A meeting sharing and promoting Wang’s achievements and spirit was held at Ruijin Hospital on Sunday afternoon, where his patients, students, and young doctors shared their feelings about Wang.
The doctor is nicknamed “China’s God of Medicine,” for saving patients with acute promyelocytic leukemia by discovering a new use for an existing medicine which made the disease the first curable form of leukemia.
In the late 1970s, Wang led his team to develop an all-trans-retinoic acid treatment for APL and then further developed an all-trans-retinoic acid combined with arsenic trioxide therapy for the same disease, raising the five-year survival of the most deadly leukemia from 10 percent to 94 percent.
To benefit leukemia patients, Wang did not apply for a patent for his therapy, but shared it selflessly. The therapy was adopted by doctors worldwide.
Dr Zhao Weili, Ruijin’s vice president and a student of Wang’s, said the drug was sold for only 11 yuan (US$1.60) per pack in China at the time, and even now is only 290 yuan and covered by government-run medical insurance. Most similar oncology medicine costs more than 20,000 yuan at present.

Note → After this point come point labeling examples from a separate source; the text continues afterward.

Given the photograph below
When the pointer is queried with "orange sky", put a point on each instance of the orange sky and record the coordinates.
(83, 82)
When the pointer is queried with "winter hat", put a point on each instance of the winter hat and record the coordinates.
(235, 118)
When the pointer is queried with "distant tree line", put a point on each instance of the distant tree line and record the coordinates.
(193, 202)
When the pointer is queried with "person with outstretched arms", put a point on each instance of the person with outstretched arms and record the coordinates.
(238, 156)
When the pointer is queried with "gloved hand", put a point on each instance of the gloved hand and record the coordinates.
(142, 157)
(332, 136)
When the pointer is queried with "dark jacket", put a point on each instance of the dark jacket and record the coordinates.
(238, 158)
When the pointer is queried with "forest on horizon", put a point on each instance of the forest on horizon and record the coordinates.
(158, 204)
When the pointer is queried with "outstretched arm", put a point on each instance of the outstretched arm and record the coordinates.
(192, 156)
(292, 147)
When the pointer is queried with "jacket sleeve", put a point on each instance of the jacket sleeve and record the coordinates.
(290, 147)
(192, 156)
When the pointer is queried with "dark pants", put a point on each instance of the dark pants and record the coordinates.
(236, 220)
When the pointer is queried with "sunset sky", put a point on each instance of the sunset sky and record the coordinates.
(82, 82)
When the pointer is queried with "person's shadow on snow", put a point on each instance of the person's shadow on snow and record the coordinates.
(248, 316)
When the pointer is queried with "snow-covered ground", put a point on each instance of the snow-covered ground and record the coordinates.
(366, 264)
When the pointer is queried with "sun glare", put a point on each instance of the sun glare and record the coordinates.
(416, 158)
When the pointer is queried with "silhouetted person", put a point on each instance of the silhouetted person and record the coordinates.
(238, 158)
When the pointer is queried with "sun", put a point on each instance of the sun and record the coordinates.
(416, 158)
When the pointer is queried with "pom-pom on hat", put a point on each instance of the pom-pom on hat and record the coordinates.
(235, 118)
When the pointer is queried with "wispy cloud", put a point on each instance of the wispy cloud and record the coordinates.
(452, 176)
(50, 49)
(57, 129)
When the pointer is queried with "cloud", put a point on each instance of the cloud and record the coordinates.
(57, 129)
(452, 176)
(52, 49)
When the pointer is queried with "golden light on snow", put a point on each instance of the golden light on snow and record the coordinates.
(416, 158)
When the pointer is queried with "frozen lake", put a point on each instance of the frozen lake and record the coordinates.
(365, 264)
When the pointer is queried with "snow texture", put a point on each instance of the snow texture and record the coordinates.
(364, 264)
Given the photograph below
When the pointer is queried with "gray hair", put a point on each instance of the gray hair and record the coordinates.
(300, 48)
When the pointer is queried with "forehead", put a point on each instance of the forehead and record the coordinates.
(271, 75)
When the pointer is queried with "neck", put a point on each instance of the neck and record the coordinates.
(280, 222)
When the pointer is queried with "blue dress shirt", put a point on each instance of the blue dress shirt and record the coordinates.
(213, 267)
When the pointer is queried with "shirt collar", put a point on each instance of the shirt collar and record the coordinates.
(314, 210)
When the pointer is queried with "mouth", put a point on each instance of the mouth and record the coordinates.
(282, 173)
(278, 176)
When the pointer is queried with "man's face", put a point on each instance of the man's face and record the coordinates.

“The price overseas is only US$600,” Zhao said. “Because of Wang, it helped save billions of medical cost for the disease sufferers.
“He said he wanted all his patients to afford the treatment. Patients all over the world have benefited from his therapy and regained new life after the effective treatment.”
In 1994, Wang won the Society of Memorial Sloan Kettering Prize, the highest prize in international oncology, becoming the first Chinese to win such an honor over the past century. In 2010, Wang won China’s Highest Science and Technology Prize of the year.
Wang’s patients, colleagues and students share their respect for him.